In Finney County, Huddleston said one individual not only operates corrections services for both adults and juveniles, but they also run a juvenile detention center serving an entire region.

For three directors, Huddleston said pay came from the county, and in each case, the pay for the sheriff in the host county was more than what the directors were getting.

“Further, these persons were doing the jobs of both Kayla and Chelsea and in more populated judicial districts too where one would expect a larger total workload for the agencies, yet not one of them had as much pay as Kayla,” she said. “Both Kayla and Chelsea want the maximum, the top of the line for the step they are on in this OJA  (Office of Judicial Administration) pay matrix, and the pay grade they are taking is the same one that would be used by directors who supervise both adult and juvenile services or those doing even more like that lady in Garden City who was over the detention center.”

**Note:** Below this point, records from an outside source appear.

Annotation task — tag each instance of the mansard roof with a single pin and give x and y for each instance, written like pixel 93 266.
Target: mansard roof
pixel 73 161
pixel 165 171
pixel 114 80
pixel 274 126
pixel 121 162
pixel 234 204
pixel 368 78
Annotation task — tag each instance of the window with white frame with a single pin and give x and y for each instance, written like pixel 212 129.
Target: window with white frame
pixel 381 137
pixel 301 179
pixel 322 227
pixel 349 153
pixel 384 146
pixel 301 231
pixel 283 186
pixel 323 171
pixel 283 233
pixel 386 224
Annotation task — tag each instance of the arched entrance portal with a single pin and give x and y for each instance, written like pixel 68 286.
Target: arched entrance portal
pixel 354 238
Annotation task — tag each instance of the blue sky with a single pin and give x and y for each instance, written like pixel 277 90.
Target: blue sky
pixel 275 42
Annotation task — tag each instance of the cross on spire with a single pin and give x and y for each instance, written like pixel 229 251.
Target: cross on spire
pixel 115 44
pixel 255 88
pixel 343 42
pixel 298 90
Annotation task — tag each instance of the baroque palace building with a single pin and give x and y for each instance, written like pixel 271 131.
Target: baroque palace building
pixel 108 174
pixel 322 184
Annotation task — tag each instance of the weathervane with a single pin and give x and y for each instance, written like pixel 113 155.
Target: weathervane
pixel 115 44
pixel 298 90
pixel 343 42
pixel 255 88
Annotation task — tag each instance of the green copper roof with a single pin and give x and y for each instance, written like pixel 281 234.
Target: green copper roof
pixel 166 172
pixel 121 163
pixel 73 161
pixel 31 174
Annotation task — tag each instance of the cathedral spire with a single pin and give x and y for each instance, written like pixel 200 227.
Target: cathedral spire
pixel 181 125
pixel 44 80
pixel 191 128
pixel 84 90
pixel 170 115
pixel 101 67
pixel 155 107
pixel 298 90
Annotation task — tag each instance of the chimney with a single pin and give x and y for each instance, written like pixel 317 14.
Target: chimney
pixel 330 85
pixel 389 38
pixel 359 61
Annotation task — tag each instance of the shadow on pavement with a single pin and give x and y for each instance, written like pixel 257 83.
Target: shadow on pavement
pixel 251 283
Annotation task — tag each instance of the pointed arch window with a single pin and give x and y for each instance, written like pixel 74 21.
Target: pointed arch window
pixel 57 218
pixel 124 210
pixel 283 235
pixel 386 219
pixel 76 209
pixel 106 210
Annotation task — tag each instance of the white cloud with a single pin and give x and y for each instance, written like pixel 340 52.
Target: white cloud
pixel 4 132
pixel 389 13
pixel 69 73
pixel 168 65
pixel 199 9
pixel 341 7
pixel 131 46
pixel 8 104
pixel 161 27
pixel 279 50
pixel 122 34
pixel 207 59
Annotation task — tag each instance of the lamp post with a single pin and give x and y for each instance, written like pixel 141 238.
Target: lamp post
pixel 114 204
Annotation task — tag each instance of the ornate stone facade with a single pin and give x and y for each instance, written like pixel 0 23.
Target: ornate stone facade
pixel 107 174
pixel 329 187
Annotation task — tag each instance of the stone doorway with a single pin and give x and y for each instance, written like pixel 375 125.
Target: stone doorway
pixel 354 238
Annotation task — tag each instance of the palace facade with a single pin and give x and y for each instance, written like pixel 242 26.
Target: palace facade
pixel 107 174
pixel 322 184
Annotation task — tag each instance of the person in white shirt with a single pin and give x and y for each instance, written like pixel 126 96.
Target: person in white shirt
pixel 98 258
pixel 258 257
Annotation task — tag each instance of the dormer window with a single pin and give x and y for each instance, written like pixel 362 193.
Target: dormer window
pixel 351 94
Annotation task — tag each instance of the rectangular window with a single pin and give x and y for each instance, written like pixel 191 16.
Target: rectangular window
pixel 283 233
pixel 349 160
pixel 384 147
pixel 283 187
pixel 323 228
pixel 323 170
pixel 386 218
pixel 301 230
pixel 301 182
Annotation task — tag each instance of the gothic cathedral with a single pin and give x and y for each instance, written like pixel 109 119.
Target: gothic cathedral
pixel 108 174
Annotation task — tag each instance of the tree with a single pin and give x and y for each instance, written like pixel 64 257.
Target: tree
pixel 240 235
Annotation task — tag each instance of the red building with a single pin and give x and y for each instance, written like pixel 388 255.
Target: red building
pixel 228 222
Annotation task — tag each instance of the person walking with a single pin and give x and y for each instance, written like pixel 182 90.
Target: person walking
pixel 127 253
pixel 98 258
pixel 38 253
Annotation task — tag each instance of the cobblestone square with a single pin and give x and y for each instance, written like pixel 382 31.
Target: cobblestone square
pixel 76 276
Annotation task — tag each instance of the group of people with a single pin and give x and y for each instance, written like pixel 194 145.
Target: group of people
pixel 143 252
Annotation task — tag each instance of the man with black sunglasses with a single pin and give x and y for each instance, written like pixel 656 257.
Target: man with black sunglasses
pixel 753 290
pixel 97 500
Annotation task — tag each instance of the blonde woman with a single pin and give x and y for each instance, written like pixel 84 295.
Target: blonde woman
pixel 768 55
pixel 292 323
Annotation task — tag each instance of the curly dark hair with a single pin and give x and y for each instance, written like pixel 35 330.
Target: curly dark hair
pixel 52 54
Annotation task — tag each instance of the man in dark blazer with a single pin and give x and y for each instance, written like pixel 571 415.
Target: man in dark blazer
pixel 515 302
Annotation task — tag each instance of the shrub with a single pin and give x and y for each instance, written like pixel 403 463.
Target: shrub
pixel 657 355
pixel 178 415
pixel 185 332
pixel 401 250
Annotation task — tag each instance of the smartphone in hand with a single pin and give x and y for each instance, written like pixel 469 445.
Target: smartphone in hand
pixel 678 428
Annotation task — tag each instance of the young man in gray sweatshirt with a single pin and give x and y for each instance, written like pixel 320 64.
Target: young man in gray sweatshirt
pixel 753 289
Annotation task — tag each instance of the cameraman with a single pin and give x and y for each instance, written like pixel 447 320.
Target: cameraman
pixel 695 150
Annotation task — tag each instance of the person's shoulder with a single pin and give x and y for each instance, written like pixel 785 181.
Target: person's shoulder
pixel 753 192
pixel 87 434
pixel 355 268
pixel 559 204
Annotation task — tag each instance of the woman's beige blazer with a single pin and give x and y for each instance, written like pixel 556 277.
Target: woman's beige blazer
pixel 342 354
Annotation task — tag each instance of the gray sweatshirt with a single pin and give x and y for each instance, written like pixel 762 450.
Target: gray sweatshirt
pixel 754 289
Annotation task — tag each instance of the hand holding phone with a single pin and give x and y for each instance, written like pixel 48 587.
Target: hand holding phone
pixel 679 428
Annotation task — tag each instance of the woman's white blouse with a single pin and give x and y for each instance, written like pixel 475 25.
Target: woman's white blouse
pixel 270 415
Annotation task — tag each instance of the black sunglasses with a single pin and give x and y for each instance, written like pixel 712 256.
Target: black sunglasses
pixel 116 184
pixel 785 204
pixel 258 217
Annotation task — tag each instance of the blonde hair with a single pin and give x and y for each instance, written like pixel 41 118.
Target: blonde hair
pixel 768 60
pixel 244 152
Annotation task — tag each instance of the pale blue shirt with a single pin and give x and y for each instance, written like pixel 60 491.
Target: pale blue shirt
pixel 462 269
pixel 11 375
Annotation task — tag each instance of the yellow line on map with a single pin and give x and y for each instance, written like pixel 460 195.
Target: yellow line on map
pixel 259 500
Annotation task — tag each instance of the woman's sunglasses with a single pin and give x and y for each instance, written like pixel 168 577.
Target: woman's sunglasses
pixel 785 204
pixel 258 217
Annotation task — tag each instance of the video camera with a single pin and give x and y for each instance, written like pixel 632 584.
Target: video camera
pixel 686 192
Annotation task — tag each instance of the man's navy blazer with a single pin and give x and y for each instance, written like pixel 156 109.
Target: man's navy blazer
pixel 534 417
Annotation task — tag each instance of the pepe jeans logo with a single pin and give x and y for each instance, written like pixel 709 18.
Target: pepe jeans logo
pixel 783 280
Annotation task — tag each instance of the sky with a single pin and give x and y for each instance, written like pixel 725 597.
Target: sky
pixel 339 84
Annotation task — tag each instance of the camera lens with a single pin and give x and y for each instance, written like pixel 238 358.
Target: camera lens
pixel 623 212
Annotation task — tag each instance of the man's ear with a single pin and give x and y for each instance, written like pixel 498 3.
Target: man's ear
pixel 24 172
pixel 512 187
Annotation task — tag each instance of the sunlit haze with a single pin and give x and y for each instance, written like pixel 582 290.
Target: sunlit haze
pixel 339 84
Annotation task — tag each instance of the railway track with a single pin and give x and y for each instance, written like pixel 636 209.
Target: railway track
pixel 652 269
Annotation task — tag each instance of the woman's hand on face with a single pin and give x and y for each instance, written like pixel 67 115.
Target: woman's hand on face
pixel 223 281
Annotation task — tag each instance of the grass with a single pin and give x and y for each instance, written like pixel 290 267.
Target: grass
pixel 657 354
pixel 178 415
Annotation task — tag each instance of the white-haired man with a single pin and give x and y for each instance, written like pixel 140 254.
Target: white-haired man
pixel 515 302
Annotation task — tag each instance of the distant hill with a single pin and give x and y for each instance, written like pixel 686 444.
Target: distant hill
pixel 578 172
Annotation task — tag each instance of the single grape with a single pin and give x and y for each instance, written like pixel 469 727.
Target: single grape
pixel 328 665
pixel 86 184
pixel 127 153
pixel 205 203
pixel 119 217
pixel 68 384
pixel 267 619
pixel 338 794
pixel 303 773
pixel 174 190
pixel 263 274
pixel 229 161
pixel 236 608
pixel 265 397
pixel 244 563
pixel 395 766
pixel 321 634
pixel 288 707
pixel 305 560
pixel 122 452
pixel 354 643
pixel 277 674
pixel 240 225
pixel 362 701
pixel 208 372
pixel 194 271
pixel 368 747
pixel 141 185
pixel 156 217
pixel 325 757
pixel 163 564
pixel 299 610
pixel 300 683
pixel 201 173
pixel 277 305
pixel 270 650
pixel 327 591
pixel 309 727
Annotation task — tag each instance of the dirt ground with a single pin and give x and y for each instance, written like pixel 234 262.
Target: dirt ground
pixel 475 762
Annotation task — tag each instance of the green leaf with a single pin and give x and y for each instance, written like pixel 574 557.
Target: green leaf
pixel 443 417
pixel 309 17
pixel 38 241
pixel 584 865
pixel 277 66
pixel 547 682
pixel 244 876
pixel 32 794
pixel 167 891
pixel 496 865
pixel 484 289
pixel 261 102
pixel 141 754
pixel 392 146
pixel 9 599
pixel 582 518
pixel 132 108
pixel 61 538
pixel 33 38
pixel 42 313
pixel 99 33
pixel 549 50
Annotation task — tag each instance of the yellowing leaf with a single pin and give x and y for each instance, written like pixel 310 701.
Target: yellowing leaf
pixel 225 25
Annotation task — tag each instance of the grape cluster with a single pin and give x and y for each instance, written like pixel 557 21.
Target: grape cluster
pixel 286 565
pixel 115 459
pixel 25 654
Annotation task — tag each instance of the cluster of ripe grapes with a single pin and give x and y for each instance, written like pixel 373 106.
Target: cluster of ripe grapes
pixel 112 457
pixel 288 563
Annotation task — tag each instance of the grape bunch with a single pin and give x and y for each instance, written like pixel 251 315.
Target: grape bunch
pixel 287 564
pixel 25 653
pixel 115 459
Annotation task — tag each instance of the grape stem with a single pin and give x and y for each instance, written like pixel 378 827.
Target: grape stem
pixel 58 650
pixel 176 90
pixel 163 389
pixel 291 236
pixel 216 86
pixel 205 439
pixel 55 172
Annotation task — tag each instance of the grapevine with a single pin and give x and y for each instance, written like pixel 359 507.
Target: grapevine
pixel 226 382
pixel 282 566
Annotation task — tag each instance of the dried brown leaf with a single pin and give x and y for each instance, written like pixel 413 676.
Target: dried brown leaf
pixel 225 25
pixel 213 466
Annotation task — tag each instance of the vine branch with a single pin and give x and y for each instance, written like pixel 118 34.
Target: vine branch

Huddleston added Droste had also claimed the director of Reno County Community Corrections got his pay from the OJA pay matrix, but she said that, too, is not true.

“The supervision offices are on the OJA pay scale, and I was told that pay isn’t excessive when compared to the county pay plan,” Huddleston said. “Allowing them to use it doesn’t seem like a biggie. In any case, the commissioners have retained control of the director’s pay.”

Huddleston said in Ford County and Finney County, wages for supervision officers and lower level corrections staff is set by the county.

“I do not know what they are making now,” she said. “In Barton County, neither director got as much as Kayla. Their commission is allowing the corrections staff to use the OJA pay matrix.”

At OJA pay grade 44, Huddleston said Droste would be currently overpaid by about $2,000, and this is before the county’s pay plan would be considered.

“As for Chelsea’s statement she wouldn’t be able to get another raise for four years if she got this one, that’s completely false since she could ask for the cap pay from the Fiscal Year 2026 pay schedule next year, which Kayla just got and the cap pay from the one expected to be coming out of June of this year for Fiscal Year 2027,” she said. “The $110,000 which Chelsea calls the current pay for step pay grade 50 is what they expect for Fiscal Year 2027, which is actually the Fiscal Year 2026 amount plus 2.5 percent.”

Huddleston asked the commission to align the pay for JCAPS and CBCC with wages in Finney County and Ford County to get staff under the county’s pay plan with its other employees.

“At this point, that would mean not approving these raises, and HR can decide what pay grade is appropriate for them on the county pay plan,” she said.

Commissioners are in the process of considering an amended comprehensive plant grant application for JCAPS, and the board was scheduled to have a special meeting at 5:30 p.m. tonight in the commission chambers in the Seward County Administration Building to further discuss the matter.

Hillary Franco, executive assistant for Warden, reminded commissioners to consider all viewpoints, both from county staff and constituents.

“I think it’s important to remember while I know how much we appreciate our constituents doing all of this research for us, you guys have entrusted someone to hire people who actually know what their job is,” she said. “It is their job to provide you with the information you ask, and I think it’s important the information those individuals who are hired to do that job provide you is taken as seriously as the information that’s provided by the individuals doing the research.”